Over the past three years, 59% of plans note they have had no change to their overall foreign fixed income allocation, whereas 28% have increased their overall allocation to foreign fixed income. This movement to global fixed income is an appropriate and prudent re-allocation and consistent with what we think will take place in the coming years. When asked what drives changes to foreign fixed income allocations, most respondents cited seeking higher returns as the top choice (34%), followed by de-risking (16%) and increasing diversification (13%) (See Figure 3 below)
A Closer Look at Emerging Markets Depending on the strategy, emerging markets can offer plan sponsors a way to meet assumptions with a minimal to moderate increase in risk. Evidence of the potential benefits of emerging markets can be seen in the ‘Cast a wider net’ chart, where over the past 5 years (as of 29 March 2019), emerging market fixed income investments have provided a much higher yield than more traditional strategies while also carrying an overall investment grade rating. For example, the 2.6% yield of the Canadian Aggregate pales in comparison to the 4.5-6% yields from emerging market opportunities.

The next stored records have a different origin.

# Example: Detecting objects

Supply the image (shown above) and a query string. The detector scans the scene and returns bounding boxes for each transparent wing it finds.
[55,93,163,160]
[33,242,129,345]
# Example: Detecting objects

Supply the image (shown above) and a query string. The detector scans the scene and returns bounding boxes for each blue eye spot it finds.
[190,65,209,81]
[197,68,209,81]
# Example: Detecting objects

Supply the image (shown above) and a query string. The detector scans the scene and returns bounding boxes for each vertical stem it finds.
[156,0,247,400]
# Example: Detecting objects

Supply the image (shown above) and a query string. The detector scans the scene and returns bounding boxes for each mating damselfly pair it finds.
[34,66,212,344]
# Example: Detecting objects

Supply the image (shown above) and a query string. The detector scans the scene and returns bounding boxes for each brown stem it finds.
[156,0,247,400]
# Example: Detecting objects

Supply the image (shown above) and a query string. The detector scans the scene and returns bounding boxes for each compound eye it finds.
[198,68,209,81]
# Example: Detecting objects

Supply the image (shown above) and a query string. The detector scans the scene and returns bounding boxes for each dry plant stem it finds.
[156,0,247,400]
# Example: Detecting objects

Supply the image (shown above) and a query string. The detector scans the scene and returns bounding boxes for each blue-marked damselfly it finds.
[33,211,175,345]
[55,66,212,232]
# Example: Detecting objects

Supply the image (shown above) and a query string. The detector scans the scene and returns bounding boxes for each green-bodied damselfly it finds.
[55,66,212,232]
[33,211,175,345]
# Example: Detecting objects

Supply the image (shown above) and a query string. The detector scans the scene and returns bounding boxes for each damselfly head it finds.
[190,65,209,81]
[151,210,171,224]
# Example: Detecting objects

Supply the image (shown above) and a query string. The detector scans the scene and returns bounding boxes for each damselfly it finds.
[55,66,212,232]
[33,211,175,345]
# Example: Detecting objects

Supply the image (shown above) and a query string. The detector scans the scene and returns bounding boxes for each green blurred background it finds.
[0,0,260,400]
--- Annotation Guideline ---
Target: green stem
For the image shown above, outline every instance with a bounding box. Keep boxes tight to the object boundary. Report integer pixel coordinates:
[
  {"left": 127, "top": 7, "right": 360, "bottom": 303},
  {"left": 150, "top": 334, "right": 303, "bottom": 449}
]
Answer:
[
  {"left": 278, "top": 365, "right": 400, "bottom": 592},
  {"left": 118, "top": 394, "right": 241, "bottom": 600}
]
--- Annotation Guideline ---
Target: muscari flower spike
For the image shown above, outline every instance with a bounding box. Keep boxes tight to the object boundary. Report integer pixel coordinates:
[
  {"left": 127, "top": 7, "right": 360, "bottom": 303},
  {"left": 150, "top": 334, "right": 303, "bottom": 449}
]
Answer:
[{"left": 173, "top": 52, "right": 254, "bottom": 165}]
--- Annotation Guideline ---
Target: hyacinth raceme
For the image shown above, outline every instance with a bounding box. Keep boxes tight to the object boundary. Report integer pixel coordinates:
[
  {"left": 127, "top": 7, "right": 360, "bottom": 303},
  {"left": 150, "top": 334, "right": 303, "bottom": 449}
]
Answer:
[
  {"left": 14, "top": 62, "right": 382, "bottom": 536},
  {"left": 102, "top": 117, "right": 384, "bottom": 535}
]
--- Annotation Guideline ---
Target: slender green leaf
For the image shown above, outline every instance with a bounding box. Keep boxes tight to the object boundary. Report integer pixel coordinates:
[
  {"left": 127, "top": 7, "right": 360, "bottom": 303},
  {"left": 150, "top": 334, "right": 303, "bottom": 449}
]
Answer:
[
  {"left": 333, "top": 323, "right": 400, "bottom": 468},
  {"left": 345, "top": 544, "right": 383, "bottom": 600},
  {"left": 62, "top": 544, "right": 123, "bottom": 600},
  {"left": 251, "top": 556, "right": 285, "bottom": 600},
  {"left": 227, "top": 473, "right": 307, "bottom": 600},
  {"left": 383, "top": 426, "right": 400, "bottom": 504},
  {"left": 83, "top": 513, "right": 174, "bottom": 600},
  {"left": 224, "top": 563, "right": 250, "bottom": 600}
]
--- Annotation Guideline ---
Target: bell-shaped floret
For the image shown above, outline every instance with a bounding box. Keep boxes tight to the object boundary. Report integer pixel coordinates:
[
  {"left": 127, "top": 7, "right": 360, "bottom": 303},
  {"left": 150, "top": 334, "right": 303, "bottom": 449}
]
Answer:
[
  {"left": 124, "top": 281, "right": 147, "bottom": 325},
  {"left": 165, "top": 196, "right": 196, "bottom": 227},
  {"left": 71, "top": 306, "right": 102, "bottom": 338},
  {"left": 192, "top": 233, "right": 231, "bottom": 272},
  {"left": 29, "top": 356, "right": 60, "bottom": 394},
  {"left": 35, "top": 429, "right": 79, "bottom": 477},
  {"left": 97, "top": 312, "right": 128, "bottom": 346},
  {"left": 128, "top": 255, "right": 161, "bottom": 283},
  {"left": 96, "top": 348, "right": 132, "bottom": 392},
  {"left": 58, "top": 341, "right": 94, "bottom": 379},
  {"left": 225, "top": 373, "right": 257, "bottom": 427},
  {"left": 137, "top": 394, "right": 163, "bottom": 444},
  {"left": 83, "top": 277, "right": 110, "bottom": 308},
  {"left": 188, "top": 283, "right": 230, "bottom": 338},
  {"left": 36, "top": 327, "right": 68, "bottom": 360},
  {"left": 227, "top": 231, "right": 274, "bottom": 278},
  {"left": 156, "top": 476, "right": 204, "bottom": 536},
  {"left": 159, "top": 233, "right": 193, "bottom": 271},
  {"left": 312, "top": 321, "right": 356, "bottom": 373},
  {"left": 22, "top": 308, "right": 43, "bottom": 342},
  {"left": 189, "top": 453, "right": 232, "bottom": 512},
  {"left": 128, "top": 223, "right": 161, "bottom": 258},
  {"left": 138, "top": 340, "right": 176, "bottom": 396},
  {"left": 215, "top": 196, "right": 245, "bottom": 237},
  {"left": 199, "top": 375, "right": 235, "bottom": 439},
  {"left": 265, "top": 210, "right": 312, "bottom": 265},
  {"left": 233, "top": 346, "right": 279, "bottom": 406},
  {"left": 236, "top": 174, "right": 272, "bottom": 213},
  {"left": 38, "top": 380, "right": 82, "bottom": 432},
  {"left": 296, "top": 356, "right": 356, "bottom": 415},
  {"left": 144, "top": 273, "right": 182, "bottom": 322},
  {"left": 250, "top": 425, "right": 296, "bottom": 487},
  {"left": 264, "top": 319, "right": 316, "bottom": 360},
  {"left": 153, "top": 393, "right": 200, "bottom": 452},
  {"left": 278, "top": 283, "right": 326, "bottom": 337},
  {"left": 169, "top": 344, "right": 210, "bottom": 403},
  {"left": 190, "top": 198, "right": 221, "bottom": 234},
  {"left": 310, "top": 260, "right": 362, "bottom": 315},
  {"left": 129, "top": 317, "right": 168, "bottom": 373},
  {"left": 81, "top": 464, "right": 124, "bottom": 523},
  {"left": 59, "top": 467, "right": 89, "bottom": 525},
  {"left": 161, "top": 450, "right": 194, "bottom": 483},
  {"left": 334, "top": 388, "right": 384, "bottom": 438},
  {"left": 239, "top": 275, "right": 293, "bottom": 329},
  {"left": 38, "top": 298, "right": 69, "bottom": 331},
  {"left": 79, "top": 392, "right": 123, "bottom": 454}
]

Survey results suggest that plan sponsors do recognize the potential for emerging markets, as 28% say they offer the best risk-return opportunities, behind only investment-grade bonds. But most plan sponsors who took the survey (66%) don’t have any fixed income holdings in emerging markets, while just 25% report that they do. One-third (33%) of those who list emerging market bonds as one of their top two best risk-return opportunities are not currently invested there.